NATO Summit and European Defence: 5% of GDP for Defence – What Are We Talking About?

On 19 and 20 May, I had the privilege of participating in Best Talks, a two-day conference organised by the Equilibrium Institute in Budapest on energy and security issues in Europe. The event brought together Europeans and Americans—experts and political representatives alike—to discuss a wide range of topics, from the war in Ukraine to the Indo-Pacific, the arms industry, AI, and the security implications of climate change. One topic that received considerable attention was the U.S. commitment to NATO. A U.S. official, perhaps seeking to reassure, stated that “the United States has never been so committed to NATO and has never invested so much in the war in Ukraine.”
The issue of burden-sharing was also a recurring theme in the discussions. Several American participants stressed that Europeans must increase their defence spending, insisting that the 5% target is non-negotiable. Notably, this topic had already taken centre stage at the preparatory meeting for the upcoming NATO summit, held in Istanbul the previous week, where European participants reportedly endorsed the goal of allocating 3.5% of GDP to defence and 1.5% to security-related spending.

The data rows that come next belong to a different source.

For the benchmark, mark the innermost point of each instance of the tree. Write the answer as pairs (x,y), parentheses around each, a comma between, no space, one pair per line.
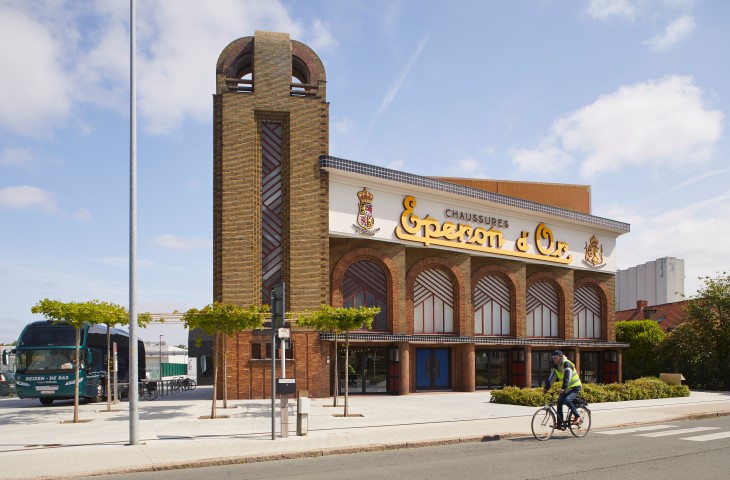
(708,312)
(78,314)
(645,337)
(340,320)
(75,314)
(219,319)
(684,351)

But what are we really talking about? All other things being equal (i.e., assuming no economic growth in Europe in the coming years), reaching 5% of GDP would require European countries to collectively spend more than €850 billion annually—2.5 times the current level of spending. Even reaching 3.5% would demand an additional €270 billion per year, based on data from the European Defence Agency in Brussels.
Even the European Commission’s plan presented in early March (followed by the White Paper), which aims to mobilise €800 billion for defence, falls well short—because it is a multiannual proposal. A project of this scale (5%) would require bold political choices and extremely difficult trade-offs at a time when climate change is accelerating, amplifying both insecurity and inequality, when Europe’s population is ageing, and when the continent is lagging behind in terms of competitiveness and innovation. The political risks are not insignificant: citizens across Europe are increasingly questioning the legitimacy of such high levels of defence spending—even if they recognise the need to step up efforts in this area.
Where does this 5% figure come from, and what does it really represent? It was first mentioned by Donald Trump in early December 2024, in response to a journalist who asked about the 3% target he had proposed during the summer election campaign. When the journalist noted that Europeans had already made considerable progress—approaching the 2% target set in 2014—Trump dismissed these efforts, declaring that 2%, or even 3%, was insufficient and that “at least 5%” was necessary, without offering any further justification. Driven by fears of waning U.S. support for Ukraine or a possible American withdrawal from NATO, European leaders have since begun to align themselves with this figure.
But what does 5% really mean? The SIPRI database, which has tracked military spending since 1966, provides some useful context:
- Apart from France, Greece, and the United Kingdom, no European NATO member has ever allocated 5% of its GDP to defence. During the Cold War, Germany fluctuated between 3% and 4%, Italy between 2% and 3%, and Sweden hovered around 3%.
- France spent 5% of its GDP on defence between 1957 and 1961, then gradually reduced that to around 3.5%.
- Greece exceeded 5% intermittently between 1975 and 1983, then stabilised at around 3.5% in the 1990s and after 2021, and at 2.5% in the 2000s.
- The United Kingdom made the most sustained effort, spending around 6% of GDP until 1966, then gradually declining but still spending over 4% into the early 1990s.
- Canada, though not a European ally, reached 5% in 1957, but only 1.71% by 1979.
- The United States remained above 5% until 1991 (13% in 1953, around 9% throughout the 1960s). While this demonstrates that the U.S. largely financed the defence of its allies, it must be noted that these efforts coincided with its own military engagements in Korea, Vietnam, Afghanistan, and Iraq.
What can we learn from this?
We must be cautious with the increasingly ambitious spending targets being circulated. Defence spending is not without consequences. A more rational approach is urgently needed: spending for what? With what objectives and expected outcomes? Through what instruments and methods?
Every euro must be carefully considered and invested to serve the security of Europeans. Given that resources are far from unlimited, we must reduce industrial and capability fragmentation, and pursue economies of scale based on a European preference and strategic autonomy in order to truly strengthen European defence capabilities. The recent White Paper sets out priority capabilities; now, we must determine the funding required to deliver them.
Faced with complex security challenges and growing uncertainty, Europeans must begin by clearly defining their interests—a well-understood European interest—instead of blindly adhering to a mantra shaped by a leader whose interests and priorities are increasingly distant from their own.